Even so, Misha revealed he is still able to look back on some of the sweeter moments of his upbringing to find solace. "But, even when we were squatting in an office space or hitching across the country, my mother managed to create a sense of home around meals," he shared. 

The experience of food has helped him also bond with his own children. The actor recalled his early years as a parent when his career was taking off, but he still had a family at home to tend to.

"One morning, just home from 10 days of publicity travel in Europe, I was up at 4 a.m., jet-lagged, and a cold kept my daughter, Maison, awake, too," he shared. "We were downstairs together when she stopped sorting her rock collection to interrupt my iPhone-addled trance. 'Dad, you're away so much that sometimes it feels like I just have one parent,' she said." 

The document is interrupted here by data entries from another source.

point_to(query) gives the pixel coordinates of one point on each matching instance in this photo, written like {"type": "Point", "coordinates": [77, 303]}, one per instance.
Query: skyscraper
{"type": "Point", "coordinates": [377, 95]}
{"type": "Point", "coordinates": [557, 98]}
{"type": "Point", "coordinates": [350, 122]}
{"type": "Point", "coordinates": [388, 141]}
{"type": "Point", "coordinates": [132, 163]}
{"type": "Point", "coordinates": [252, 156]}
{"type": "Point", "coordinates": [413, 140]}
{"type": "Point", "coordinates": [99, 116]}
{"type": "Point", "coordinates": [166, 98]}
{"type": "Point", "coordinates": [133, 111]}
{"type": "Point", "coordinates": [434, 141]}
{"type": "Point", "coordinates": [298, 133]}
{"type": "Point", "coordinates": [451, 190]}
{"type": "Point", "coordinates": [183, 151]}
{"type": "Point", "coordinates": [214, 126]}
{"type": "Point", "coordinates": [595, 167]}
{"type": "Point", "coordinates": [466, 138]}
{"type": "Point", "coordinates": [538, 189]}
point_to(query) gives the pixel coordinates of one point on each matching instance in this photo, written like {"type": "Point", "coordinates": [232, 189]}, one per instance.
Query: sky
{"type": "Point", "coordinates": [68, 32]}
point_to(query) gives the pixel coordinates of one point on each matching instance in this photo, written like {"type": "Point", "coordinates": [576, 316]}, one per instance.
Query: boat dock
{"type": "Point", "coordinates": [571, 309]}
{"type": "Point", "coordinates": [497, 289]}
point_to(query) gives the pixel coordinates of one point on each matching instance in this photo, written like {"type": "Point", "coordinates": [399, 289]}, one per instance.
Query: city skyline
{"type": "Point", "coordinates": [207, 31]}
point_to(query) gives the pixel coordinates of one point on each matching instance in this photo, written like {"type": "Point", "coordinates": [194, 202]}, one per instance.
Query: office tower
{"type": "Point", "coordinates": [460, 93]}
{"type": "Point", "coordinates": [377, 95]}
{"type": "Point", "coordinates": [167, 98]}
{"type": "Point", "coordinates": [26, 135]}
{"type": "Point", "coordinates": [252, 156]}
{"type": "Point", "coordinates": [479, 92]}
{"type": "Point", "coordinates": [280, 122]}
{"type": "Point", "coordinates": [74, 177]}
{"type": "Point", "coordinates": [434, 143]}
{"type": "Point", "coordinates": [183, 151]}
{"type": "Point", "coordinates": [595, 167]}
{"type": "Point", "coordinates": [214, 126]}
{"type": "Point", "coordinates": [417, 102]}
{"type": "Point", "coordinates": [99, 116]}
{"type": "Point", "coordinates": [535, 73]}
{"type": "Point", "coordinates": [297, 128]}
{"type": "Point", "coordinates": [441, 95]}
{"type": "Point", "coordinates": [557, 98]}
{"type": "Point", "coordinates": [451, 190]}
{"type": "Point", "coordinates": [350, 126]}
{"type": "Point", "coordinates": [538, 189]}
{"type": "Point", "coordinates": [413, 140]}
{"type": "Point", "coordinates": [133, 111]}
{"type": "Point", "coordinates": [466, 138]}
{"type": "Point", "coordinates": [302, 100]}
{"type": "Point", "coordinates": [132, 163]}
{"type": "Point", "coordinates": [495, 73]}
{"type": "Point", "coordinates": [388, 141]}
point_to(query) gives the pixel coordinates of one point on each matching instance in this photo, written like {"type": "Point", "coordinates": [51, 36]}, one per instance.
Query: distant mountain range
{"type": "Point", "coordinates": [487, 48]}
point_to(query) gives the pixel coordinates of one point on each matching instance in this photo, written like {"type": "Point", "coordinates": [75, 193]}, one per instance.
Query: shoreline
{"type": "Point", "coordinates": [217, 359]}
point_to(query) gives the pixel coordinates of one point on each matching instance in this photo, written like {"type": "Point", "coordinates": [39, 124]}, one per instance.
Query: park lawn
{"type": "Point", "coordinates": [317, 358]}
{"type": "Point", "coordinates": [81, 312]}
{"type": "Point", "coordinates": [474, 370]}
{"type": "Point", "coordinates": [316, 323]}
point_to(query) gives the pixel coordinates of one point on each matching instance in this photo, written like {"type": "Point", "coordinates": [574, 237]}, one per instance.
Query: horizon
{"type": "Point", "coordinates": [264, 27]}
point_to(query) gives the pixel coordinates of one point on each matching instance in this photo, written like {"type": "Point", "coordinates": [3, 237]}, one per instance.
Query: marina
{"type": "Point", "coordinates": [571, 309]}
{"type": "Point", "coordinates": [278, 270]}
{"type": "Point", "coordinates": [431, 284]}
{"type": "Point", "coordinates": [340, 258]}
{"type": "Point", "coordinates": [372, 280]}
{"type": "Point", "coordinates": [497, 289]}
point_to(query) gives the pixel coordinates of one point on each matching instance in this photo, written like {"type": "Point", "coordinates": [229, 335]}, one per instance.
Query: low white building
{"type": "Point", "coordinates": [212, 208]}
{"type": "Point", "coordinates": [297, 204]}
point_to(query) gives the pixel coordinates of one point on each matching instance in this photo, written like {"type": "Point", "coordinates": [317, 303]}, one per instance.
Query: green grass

"I wanted to tell my youngest child that there was no place I'd rather be than with her, that I was here and that I always would be," he explained of the difficult moment. "But instead of saying those words, I set down my phone and I told her I loved her in the clearest way that I know how. 'Maison,' I said, "if you could have any breakfast this morning, what would it be?" And before sunrise we had finished a feast of cheese and spinach omelets and raspberry waffles with whipped cream and peppermint tea."

Sometimes even the deepest pain can birth something magical.